Table 2 Significant cancer germline copy number variable regions

There are over 200 inherited cancer syndromes that account for 5-10% of all cancer cases [32]. However, all known cancer susceptibility genes account for only 1% to 15% of familial cancers [33]. Therefore, a large fraction of variants that increase genetic predisposition in hereditary cancers remains to be uncovered. Common CNVRs are unlikely to be associated with disease [34], but highly penetrant rare CNVRs are likely to increase cancer susceptibility [30]. With our larger sample size compared to previous case–control association studies, we have greater statistical power to identify novel germline CNVRs associated with cancer.

Breast invasive carcinoma

Breast cancer is the most common female malignancy in the world, with more than 1.3 million cases and over 450,000 deaths each year [35]. One in eight women in the United States is diagnosed with breast cancer and it accounts for 30% of all female cancers [36]. It is a complex genetic disease where up to a quarter of all cases are likely to be hereditary [33]. Genomic gains and losses in BRCA1/BRCA2 have been reported to increase predisposition for hereditary breast and ovarian cancers [11,12,37]. CNVs at 17q11.2, 11q13.1, and 6q24.1 were recently reported to be strongly associated with breast cancer recurrence [38]. Inheritable syndromes including Li-Fraumeni syndrome (LFS) and Peutz-Jeghers syndrome (PJS) have genomic rearrangements in TP53 and STK11, respectively, that increase risk of early onset cancers including breast [39,40]. Clinically relevant mutations in BRCA1, BRCA2, TP53, and PTEN are well recognized but only account for 5-10% of all new cases, leaving a large fraction of genetic predisposition to be uncovered [41].

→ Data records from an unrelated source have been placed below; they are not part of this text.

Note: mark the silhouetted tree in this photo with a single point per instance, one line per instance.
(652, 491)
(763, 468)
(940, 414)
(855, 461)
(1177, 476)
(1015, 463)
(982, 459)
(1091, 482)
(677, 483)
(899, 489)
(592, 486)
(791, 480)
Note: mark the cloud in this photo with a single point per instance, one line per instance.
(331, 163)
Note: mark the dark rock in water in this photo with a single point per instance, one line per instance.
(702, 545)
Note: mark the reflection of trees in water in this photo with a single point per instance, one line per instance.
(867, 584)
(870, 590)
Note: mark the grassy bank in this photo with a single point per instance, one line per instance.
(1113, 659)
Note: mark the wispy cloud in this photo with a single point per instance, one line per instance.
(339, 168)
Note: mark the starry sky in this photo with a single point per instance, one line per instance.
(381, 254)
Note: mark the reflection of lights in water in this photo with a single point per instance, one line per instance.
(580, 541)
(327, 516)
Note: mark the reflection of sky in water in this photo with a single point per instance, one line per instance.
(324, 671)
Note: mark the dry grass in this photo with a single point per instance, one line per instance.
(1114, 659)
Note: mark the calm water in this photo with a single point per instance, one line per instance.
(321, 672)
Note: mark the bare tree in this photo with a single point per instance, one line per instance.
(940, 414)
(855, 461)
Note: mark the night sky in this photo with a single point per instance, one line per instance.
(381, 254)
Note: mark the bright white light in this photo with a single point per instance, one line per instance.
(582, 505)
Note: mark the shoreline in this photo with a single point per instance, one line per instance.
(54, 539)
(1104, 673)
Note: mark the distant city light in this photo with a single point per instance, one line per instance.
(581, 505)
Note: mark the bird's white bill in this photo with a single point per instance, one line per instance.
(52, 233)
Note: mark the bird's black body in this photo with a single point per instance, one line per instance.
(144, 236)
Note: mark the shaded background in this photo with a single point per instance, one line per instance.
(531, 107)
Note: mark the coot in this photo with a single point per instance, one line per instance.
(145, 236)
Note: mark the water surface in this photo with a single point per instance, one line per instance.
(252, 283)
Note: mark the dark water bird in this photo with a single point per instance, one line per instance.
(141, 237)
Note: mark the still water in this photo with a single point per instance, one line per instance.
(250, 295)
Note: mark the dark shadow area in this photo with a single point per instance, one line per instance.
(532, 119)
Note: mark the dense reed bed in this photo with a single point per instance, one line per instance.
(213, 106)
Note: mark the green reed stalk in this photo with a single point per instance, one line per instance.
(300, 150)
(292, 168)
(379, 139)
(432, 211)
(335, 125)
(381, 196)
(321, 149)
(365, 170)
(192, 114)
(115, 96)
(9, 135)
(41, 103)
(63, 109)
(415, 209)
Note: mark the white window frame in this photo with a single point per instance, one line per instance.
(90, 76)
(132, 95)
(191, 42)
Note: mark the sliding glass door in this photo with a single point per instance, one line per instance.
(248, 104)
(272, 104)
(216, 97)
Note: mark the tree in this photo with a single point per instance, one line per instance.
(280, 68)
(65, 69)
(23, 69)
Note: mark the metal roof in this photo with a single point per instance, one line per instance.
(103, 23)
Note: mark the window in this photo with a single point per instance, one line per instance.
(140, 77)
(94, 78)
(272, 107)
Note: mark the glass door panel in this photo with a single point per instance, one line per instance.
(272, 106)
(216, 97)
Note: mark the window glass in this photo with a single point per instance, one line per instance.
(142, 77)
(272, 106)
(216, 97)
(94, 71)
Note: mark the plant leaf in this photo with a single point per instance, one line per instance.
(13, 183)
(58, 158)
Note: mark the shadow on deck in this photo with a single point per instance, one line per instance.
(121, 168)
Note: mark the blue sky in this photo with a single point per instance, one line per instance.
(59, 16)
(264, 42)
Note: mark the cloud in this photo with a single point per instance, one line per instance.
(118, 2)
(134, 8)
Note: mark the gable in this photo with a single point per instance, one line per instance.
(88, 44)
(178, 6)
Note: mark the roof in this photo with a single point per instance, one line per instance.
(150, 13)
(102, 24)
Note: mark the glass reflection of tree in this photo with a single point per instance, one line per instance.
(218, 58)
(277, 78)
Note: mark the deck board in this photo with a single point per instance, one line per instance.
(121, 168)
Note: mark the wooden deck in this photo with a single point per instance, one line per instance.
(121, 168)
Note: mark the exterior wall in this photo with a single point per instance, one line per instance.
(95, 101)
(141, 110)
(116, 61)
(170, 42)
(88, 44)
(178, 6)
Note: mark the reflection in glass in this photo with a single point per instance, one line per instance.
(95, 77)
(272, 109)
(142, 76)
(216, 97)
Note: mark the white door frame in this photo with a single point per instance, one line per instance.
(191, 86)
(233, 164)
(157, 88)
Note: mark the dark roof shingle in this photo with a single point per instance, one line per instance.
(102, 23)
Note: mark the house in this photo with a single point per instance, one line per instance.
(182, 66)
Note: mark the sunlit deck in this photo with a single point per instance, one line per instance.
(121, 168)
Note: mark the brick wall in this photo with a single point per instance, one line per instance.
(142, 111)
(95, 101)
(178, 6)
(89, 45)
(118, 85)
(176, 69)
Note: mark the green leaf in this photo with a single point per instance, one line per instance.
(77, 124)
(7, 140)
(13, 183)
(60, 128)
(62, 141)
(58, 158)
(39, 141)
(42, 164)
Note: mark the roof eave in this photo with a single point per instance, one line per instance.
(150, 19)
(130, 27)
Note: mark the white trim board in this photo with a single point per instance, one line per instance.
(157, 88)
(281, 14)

Our analysis of germline CNVs for 336 breast cancer patients revealed 10,408 CNVs as losses and 5,428 as gains (median count of 15 gains and 31 losses per individual). We found three CNVR losses significantly enriched in the germline of breast cancer patients: 11p11.12, 3p14.2, and 3p24.1. The deletion at 11p11.12 was detected in five breast cancer patients (the length of CNVR is 8 kb) but not observed in the control set (P = 1.08 x 10−5). The deletion at 3p14.2 (30 kb in length) was observed in 1.8% (6/336) of cases and 0.07% (2/2956) in the control population (P = 2.54 x 10−5, odds ratio (OR) = 26.85). The deletion at 3p24.1 was 3 kb in length and was observed in 2.1% (7/336) of the cases and 0.16% (5/2956) in the controls (P = 5.47 x 10−5, OR = 12.57). None of these deletions showed overlap with known coding sequences. In addition, we analyzed the association between the observed germline variants and disease subtypes (luminal A and B, basal, and HER2 molecular subtypes as reported by the TCGA consortium) [15]. Among the three susceptible loci, the deletion at 3p24.1 were observed only for the patients categorized as luminal A type (P = 0.0339, Fisher’s exact test).

Colorectal cancers

Colon cancer is the fourth most commonly diagnosed malignancy and the second leading cause of cancer-related mortality worldwide with a 6% lifetime risk in the United States [36]. The present estimate is that 15–30% of cases may have a major hereditary component [42,43]. CNVRs associated with colon cancer have been found in multiple inherited colorectal tumor syndromes: large deletions in APC confer increased risk for patients with familial adenomatous polyposis coli (FAP) [44]; a CNVR at 3p26 is associated with APC mutation negative familial colorectal cancer [10]; hereditary non-polyposis colorectal cancer (HNPCC or Lynch syndrome) accounts for 5% of colon cancers with predisposing CNV deletions in PMS2, MLH1, MSH2, and MSH6 [37,45-48]; and genomic rearrangements in STK11 increase risk of early onset cancers including colon in patients with Peutz-Jeghers syndrome (PJS) [40].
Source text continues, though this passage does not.